他一抹臉,拉著我的手,聲音哽咽:“好好好,我就在這陪你,我陪你。”
手心傳來的一點熱度根本就不夠我的需要,可還是給我了我莫大的安慰。
你在這里,就好。
“清兒,你記不記得以前你總被老國師罵字寫得爛?老國師說每次一看到你寫的字胸腔里就會冒上一竄無名火。我那時總以為是你爹爹恨鐵不成鋼,要求太嚴格。后來你當了國師,我才深刻的了解了你爹爹當年的痛苦。”
他努力的翻找話題,想要轉移我的注意力。
“為。。。為何?”
“你那個字,簡直比狗爬的還難看!我每次看你上的折子,都要花好長的時間在認字兒上!我看有些字兒,你自己都未必能認得出來。”
明明是很好玩的回憶,他的聲音里卻分明帶了些哭腔。
我努力想擠出一個笑容來,可惜整張臉都僵掉了,除了扭曲的痛苦,我根本做不出其他任何表情。
“還有啊,你記不記得,你有次去調戲九皇叔的小女兒,把人家姑娘給勾的,哭著鬧著要和你定婚約。老國師氣得追著你滿國師府的抽。后來老國師好不容易編了個理由,求著父皇給那小縣主指了另一個皇弟,這才算完了事兒。要是現在那縣主知道她當初死活要嫁的風流小少爺其實是個女兒身,估計能給氣死。”
外面的雨還在下著,雷也在轟隆的打著。在又一個炸雷在天邊炸向之時,胸腔內突起一股尖銳的疼痛,就像被一個冒著刺骨寒意的巨大冰錐刺中了心臟一樣,我突地便噴出了一口血來!
“清兒!”
在陷入無邊的黑暗之前,最后耳畔響起的聲音,便是臨淵絕望的叫喊。
醒來的時候,我還是泡在藥桶之中,我的體溫已經恢復了正常,四肢百骸無一不透著刻骨的酸痛,嘴巴里還殘留著一股濃重的血腥味兒。小白白已經從我的脖子上下來了,蜷縮在了一旁的凳子上。臨淵卻不在房里。
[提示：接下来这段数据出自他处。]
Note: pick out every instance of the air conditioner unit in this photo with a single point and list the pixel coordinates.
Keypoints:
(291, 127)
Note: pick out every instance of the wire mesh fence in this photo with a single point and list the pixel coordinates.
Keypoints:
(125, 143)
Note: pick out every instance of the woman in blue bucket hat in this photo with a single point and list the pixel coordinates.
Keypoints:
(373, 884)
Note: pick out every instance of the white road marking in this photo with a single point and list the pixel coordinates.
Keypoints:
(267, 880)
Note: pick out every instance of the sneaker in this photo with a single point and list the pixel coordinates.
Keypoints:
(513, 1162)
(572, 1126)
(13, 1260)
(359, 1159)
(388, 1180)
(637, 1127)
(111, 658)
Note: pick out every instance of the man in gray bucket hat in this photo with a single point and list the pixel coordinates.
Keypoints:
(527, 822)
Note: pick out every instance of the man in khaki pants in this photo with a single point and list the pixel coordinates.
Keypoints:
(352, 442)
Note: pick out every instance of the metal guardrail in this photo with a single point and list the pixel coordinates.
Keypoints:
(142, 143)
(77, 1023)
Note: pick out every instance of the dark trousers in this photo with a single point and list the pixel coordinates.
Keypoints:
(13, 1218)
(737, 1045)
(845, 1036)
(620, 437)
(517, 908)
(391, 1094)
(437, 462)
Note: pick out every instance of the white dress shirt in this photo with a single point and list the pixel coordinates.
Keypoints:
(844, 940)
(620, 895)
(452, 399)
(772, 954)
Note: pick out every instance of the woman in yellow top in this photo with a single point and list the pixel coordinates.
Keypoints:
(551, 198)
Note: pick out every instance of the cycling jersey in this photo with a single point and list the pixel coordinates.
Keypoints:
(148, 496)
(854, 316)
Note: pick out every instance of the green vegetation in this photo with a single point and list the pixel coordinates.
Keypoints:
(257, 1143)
我吃力的抬眼看了看窗外,此時正是白天,外面已經放晴了,有大片的陽光透過窗戶灑在案上,外頭有持續不斷的蟬鳴。
外面傳來斷斷續續的說話聲,一個聲音是臨淵的,還有一個很陌生,像一個中氣十足的老者的聲音。
那老者說道:“寒毒。。。清除。。。雙腿。。。。。。”
他的聲音又輕,還隔著門,再加上響亮的蟬鳴,我能聽到的只是只言片語,且不甚清晰,大概是在討論我的病情吧。
臨淵一直沉默著沒說話。我覺得這很正常,這次發作的寒毒格外的厲害,竟然還吐了血,想來情況又嚴重了些。
他們說完了話,便推門走了進來。
看到我醒了,臨淵的眼睛亮了亮,忙走過來,摸了摸我的頭,柔聲問道:“現在感覺怎么樣了?”
我點點頭,表示沒事。
一直站在臨淵身邊的老者負手站在我面前。他穿著一身青藍色的道袍,須發花白,頭發披散著,看著很是不修邊幅的樣子,卻一點也不邋遢,精神矍鑠,清風道骨,仿若不是俗世中人。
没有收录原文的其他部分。